Em nota, a Associação da Indústria Farmacêutica de Pesquisa (Interfarma) explica que a fixação de preços é feita pelo governo e, durante as transações para a incorporação no SUS, existe um desconto obrigatório de 20,16%. A entidade alega que o número costuma ser ampliado, passando de 50%, de acordo com a demanda pela terapia. “Sempre nos colocamos à disposição para negociar não só preços, mas também possibilidades de acesso, em busca de soluções para garantir os melhores tratamentos à população brasileira”, diz o texto.
O Ministério da Saúde, também em nota, esclarece que o SUS ampara o paciente não só com medicamentos, mas também procedimentos cirúrgicos, radioterapia e quimioterapia, de acordo com o tipo e o estágio tumoral. “Vale salientar que, no caso do melanoma, a quimioterapia tem finalidade paliativa, dependendo do medicamento utilizado. Em relação aos procedimentos quimioterápicos, é importante esclarecer que a tabela SUS não faz referência a nenhum medicamento. O Ministério da Saúde e as Secretarias de Saúde não padronizam e nem fornecem medicamentos para tratamento do câncer diretamente aos hospitais ou aos usuários da rede pública de saúde.”
O vice-presidente da Sociedade Brasileira de Oncologia Clínica (SBOC), Gustavo Fernandes, afirma que, na maior parte das vezes, o ministério paga o hospital de acordo com o que está previsto na autorização de procedimento de alto custo e o centro trata o cliente como preferir. Mas ressalta que algumas medicações são centralizadas.

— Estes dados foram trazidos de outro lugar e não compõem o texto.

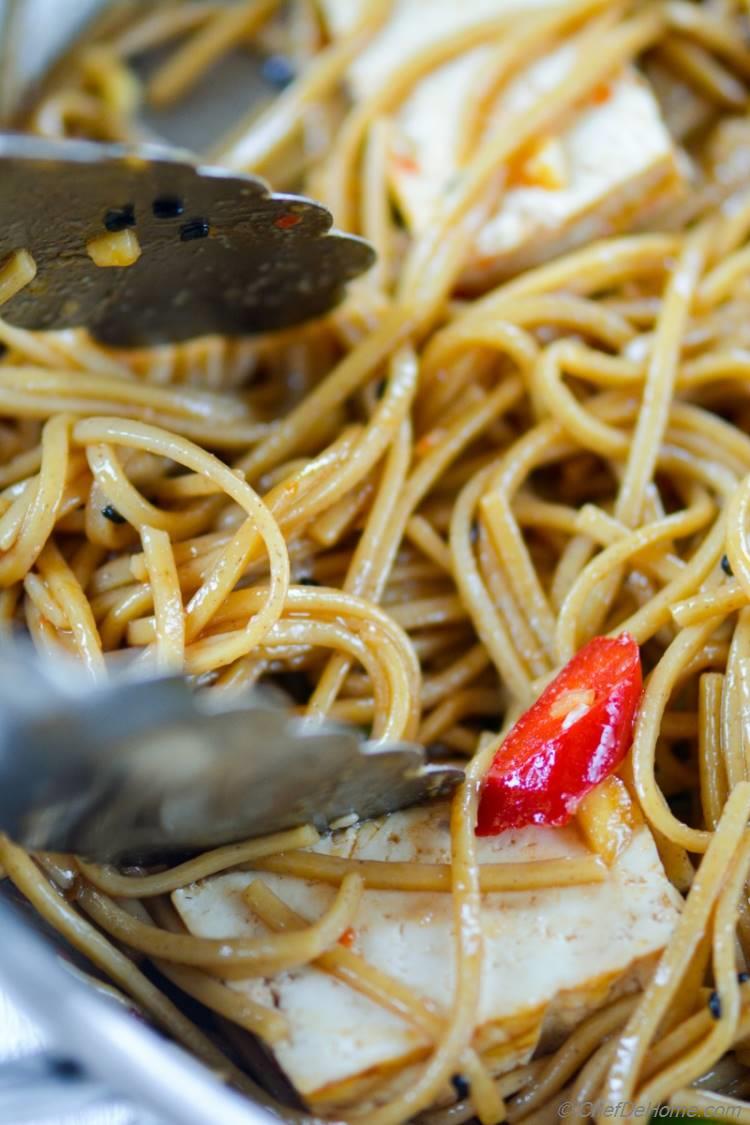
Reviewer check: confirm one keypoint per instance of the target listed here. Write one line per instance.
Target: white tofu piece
(551, 955)
(413, 26)
(616, 154)
(683, 108)
(619, 159)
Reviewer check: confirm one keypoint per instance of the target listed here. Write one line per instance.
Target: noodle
(409, 514)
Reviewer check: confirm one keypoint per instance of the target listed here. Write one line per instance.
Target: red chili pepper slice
(570, 739)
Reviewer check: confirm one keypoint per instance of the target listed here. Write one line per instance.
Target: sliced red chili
(285, 222)
(570, 739)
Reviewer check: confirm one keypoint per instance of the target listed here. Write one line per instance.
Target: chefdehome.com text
(645, 1110)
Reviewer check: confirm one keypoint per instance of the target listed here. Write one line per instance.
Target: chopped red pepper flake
(570, 739)
(287, 221)
(405, 163)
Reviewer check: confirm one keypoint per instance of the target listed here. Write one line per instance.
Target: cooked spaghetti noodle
(413, 512)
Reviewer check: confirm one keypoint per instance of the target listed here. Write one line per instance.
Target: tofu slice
(413, 26)
(608, 169)
(613, 161)
(551, 956)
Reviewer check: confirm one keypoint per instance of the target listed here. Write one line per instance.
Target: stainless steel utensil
(150, 770)
(220, 253)
(127, 1062)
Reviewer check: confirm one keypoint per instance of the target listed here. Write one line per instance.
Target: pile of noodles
(409, 515)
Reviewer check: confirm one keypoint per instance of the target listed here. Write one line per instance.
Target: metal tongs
(150, 770)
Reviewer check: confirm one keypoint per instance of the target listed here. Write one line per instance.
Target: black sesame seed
(65, 1068)
(196, 228)
(168, 207)
(461, 1087)
(119, 218)
(110, 513)
(278, 71)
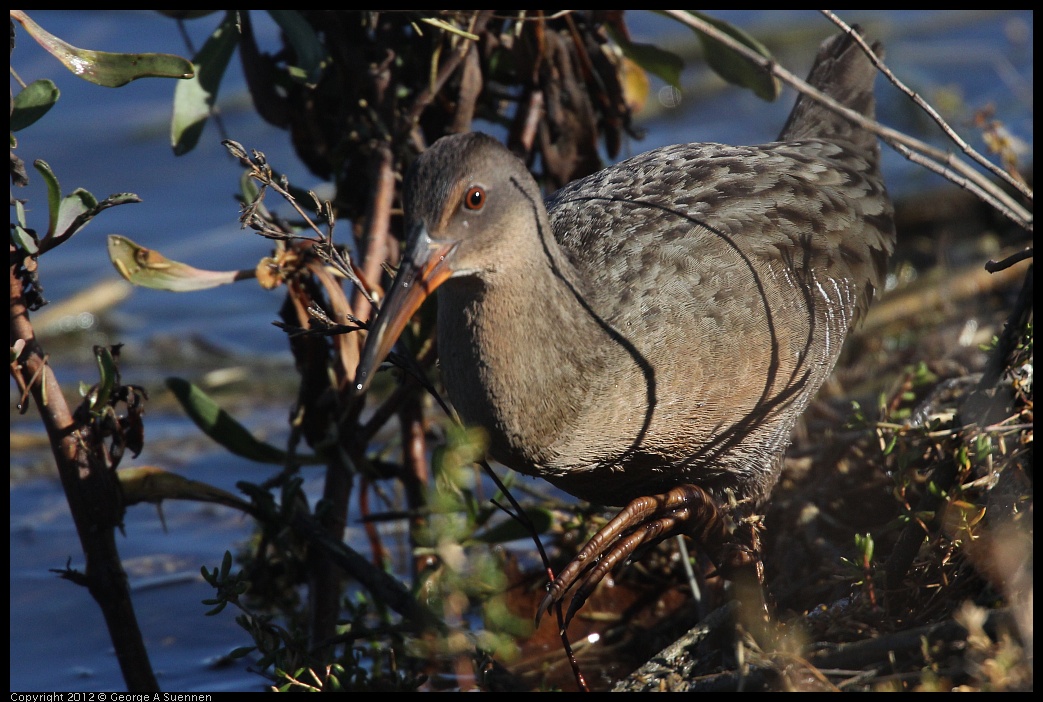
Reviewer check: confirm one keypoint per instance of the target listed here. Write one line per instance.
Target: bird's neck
(517, 347)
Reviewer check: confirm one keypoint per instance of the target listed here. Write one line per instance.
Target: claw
(644, 522)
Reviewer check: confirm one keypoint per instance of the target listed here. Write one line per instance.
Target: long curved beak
(425, 267)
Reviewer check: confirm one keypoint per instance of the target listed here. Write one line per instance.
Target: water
(118, 142)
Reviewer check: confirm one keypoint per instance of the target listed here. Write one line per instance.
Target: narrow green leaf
(311, 54)
(659, 62)
(148, 268)
(194, 98)
(32, 102)
(733, 67)
(220, 426)
(75, 211)
(53, 193)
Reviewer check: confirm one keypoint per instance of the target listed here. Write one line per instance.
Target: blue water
(111, 142)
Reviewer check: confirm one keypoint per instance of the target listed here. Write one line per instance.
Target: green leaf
(148, 268)
(102, 68)
(108, 374)
(659, 62)
(221, 427)
(32, 102)
(194, 98)
(732, 66)
(311, 54)
(74, 211)
(53, 193)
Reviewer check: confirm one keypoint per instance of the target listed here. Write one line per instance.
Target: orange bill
(425, 267)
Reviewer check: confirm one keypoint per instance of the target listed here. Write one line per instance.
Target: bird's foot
(684, 509)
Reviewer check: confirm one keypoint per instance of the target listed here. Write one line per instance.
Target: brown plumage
(653, 332)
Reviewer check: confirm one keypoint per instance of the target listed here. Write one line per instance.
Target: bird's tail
(844, 72)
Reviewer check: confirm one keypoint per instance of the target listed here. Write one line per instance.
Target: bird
(648, 337)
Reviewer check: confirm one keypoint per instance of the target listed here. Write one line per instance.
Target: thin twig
(1011, 210)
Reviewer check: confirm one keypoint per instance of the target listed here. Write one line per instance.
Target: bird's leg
(645, 521)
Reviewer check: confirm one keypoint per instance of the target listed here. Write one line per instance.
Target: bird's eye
(475, 199)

“Essa nota é uma forma de tangenciar a responsabilidade, passando-a para o hospital”, afirma. “A informação do Oncoguia é verdadeira. Não existe nenhum tratamento com imunoterapia para melanoma disponível no SUS, o que é absolutamente lamentável e faz com que os pacientes vivam menos. O outro lado disso, em que pesa a responsabilidade do ministério de segurar as contas, é que os tratamentos são caros de uma forma obscena”, finaliza.